Keynote Speakers

Manzoor Mohammed

Talk title: How the cloud made performance on board agenda!

Cloud spending is skyrocketing! Gartner predicts a 20% surge to $678.8 billion in 2024, making it a top expense after personnel for many organisations. In fact, 78% of US businesses and 54% in EMEA already leverage the cloud for diverse needs, from infrastructure and storage to development. However, a crucial question lingers: are we maximising our cloud investments? This year, boards are demanding answers. Thankfully, by delving deeper into cloud performance characteristics, we can unlock valuable insights. This keynote will explore how understanding performance empowers organisations to extract the full potential of their cloud, transforming cost into strategic advantage.

Short Bio

Manzoor Mohammed Manzoor, a cloud veteran with over 25 years of experience, co-founded Capacitas and serves as its Chief Innovation Officer. He has a proven track record of delivering millions in annual cloud spend reductions and optimising the performance of complex systems and has helped companies achieve their financial goals through strategic cloud management.
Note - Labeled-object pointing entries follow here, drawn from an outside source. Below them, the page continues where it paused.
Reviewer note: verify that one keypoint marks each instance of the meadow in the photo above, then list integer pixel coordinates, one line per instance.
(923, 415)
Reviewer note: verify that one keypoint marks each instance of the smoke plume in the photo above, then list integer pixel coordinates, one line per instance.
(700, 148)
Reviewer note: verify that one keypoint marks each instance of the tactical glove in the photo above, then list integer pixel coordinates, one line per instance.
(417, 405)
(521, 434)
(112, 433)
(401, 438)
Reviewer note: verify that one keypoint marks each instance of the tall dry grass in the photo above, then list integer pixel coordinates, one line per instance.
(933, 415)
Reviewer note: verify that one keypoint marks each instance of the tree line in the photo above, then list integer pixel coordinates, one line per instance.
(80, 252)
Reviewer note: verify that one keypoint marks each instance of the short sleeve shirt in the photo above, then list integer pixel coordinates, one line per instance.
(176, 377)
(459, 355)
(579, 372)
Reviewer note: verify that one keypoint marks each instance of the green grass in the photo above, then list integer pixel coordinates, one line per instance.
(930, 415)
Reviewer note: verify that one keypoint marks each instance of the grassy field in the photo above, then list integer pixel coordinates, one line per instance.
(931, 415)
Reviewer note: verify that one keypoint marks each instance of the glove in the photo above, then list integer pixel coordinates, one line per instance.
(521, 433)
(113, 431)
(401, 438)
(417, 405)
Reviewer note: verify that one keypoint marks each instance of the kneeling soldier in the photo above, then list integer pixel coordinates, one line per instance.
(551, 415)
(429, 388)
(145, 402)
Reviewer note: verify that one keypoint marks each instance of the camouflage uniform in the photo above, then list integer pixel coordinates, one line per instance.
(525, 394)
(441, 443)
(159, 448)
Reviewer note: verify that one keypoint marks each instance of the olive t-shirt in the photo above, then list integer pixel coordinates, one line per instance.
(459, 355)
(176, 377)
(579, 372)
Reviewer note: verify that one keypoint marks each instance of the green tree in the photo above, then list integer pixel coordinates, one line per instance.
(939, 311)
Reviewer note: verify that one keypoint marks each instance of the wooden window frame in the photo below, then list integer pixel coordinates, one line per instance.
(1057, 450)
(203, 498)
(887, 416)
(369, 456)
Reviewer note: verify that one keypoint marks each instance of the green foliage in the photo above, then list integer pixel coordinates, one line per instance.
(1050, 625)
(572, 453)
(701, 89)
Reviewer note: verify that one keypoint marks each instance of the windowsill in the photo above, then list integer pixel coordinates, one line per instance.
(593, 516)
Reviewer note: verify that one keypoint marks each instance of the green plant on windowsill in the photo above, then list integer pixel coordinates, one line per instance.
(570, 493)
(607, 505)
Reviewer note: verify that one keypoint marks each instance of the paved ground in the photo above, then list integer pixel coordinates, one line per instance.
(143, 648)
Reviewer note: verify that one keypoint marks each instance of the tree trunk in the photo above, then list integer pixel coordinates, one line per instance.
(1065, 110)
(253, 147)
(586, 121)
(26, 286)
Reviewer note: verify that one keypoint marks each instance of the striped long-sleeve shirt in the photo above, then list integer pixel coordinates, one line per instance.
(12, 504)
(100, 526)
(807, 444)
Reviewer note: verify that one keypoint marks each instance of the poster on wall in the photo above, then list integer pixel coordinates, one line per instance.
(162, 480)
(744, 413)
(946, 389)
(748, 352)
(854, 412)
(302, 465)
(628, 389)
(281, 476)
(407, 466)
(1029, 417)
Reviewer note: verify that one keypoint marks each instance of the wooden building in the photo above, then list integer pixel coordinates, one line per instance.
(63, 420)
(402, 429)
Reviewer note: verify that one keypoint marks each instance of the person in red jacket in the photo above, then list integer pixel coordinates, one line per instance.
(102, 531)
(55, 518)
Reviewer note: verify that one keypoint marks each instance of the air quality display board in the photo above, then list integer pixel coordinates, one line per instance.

Manzoor recognised the transformative power of cloud computing early on, understanding how it strengthens the link between performance and cost. This realisation led him to create Capacitas' unique methodology, which has empowered numerous clients, including easyJet, Skype, JAGGAER, Ancestry, Cegid, and BMC Software, to achieve significant cost reductions and performance improvements.

Manzoor is a trusted advisor and thought leader in the cloud computing space, passionate about helping businesses leverage the cloud to achieve their full potential.

Jane Hillston

Talk title: What does performance mean for large language models?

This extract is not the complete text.